Tellement l’ignorance, béante, de nos gouvernants sur la civilisation chinoise, à l’occasion du passage de la flamme olympique à Paris, en 2008, paraissait évidente.
Avec aussi le discours de Sarkozy à Dakar, ou celui plus récent du ministre de l’Intérieur sur les civilisations.
Autre exemple, si mes souvenirs sont exacts, celui de la visite de Mme Royal, habillée de blanc, couleur de deuil dans ce pays, sur la grande muraille de Chine avant les présidentielles 2007. Il me semble qu’elle ait porté, la même couleur blanche, celle aussi du culte vaudou, lors des funérailles du poète Césaire.
A l’occasion de l’émission du 8 mars « De la parole et des actes » consacrée au candidat Bayrou, son déroulement connut, ce que j’appellerais un moment de grâce, ou tout simplement de culture, lorsqu’il fut convié à citer de mémoire des vers d’Edmond Rostand et de Louis Aragon, ce qu’il fit d’ailleurs avec un certain brio.
La culture de Doumer :
Pour mémoire, une longue carrière d’homme politique de la Troisième République, ministre, Président des deux assemblées, Président de la République en 1931, assassiné en 1932. Trois de ses fils furent tués pendant la première guerre mondiale, et le quatrième, gazé, décéda quelques années après.
D’origine provinciale modeste, son cursus de vie fut exceptionnel, l’exemple même de la méritocratie républicaine.
Doumer fut Gouverneur général de l’Indochine de 1896 à 1902, et il attacha son nom à la politique des grandes infrastructures de la colonie.
Afin d’avoir les moyens de mener à bien un important programme d’équipement de l’Indochine, la colonie avait besoin d’obtenir la garantie de l’Etat français pour réaliser un emprunt de 80 millions de francs or de l’époque, mais il y avait une sérieuse épine dans le pied de Doumer pour convaincre le gouvernement français d’accorder la garantie demandée, l’insécurité qui régnait encore dans le delta du Tonkin, à peu de distance d’Hanoï.
La rébellion du Yen-Thé sous la conduite du Dé-Tham
Le Dé-Tham, tout à la fois chef rebelle et pirate, maintenait une très grande insécurité, depuis de longues années, dans la province du Yen-Thé, à la fourche géographique de deux voies d’accès naturelles vers la Chine.
Doumer prit le parti de convaincre le Dé-Tham d’accepter sa soumission, et pour obtenir ce résultat, il chargea le commandant Péroz de lui mener la vie dure, sur le plan de la contre-guérilla, tout en lui ouvrant la porte d’une soumission pacifique.
Et pour ajouter du poids, du crédit à cette proposition de soumission pacifique, le Gouverneur général décida de faire une grande tournée à cheval, en novembre 1896, dans cette zone du Yen-Thé, que le lieutenant-colonel Péroz raconta dans son livre « Hors des chemins battus », en 1907. (1)
« C’est ainsi qu’une course à travers nos forêts, pour dangereuse et inconfortable qu’elle fut, n’était pas pour lui déplaire, s’il y voyait un résultat tangible…Pendant quatre jours, sous une pluie fine, serrée, incessante, nous parcourûmes à grande allure tous les recoins du Yen-thé.
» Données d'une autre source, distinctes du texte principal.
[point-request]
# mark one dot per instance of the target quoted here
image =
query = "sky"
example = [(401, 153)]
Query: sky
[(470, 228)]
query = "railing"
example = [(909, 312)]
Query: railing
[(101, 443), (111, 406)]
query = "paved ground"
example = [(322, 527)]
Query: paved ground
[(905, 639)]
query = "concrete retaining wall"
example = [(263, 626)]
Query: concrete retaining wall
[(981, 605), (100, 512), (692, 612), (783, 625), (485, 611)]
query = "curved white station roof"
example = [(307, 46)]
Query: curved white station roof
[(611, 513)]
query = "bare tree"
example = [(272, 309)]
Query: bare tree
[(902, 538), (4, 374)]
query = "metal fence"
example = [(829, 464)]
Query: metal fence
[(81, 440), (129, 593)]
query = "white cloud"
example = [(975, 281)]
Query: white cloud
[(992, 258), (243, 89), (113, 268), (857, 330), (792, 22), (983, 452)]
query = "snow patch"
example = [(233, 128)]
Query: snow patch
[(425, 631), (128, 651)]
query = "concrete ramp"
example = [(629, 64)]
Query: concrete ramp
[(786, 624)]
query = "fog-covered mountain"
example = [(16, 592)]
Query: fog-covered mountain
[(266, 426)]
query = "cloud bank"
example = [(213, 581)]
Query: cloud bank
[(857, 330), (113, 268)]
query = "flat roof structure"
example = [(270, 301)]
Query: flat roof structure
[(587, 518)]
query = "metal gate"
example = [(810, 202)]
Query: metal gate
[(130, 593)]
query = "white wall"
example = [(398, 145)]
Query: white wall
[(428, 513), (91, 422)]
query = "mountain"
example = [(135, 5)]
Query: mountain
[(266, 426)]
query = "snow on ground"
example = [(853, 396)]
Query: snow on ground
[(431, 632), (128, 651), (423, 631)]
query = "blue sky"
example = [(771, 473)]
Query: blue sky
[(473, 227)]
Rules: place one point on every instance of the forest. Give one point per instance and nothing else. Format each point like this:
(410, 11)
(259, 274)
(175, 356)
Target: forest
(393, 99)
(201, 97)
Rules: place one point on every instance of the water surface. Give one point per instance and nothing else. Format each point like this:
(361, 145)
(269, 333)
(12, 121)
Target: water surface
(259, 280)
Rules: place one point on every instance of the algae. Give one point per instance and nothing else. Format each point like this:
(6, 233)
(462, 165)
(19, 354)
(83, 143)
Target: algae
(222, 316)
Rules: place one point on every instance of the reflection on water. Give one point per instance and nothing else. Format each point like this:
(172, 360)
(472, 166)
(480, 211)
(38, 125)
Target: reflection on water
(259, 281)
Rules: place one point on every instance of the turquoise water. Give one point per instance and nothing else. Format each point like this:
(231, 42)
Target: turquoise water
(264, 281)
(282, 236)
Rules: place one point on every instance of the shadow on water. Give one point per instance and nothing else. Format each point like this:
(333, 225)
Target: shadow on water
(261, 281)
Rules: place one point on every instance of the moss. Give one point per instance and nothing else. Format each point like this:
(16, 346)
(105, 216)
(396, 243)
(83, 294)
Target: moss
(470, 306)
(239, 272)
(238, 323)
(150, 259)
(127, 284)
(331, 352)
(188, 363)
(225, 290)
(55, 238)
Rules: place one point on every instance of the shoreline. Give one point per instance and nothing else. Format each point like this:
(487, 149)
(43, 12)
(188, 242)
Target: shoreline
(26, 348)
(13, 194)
Soixante-dix à quatre-vingt kilomètres par jour ; une fois, nous dépassâmes la centaine. Tous les soirs, nous rallions le chef- lieu (Nha-Nam). J’avais cédé au gouverneur général ma chambre à coucher…
Commandant ! Commandant ! Le jour se lève. Partons-nous ?…
On déjeunait très sommairement sous le chaume d’un auvent : des sardines, quelques conserves, du biscuit et du thé (dans sa tournée à cheval)…
A table, il présidait avec ma femme en face de lui…L’extrême sobriété du gouverneur général nous étonnait… dans la demi-obscurité, que rendaient plus épaisse les lueurs vacillantes des photophores lointains, il nous charmait par la grâce et par la variété de ses entretiens…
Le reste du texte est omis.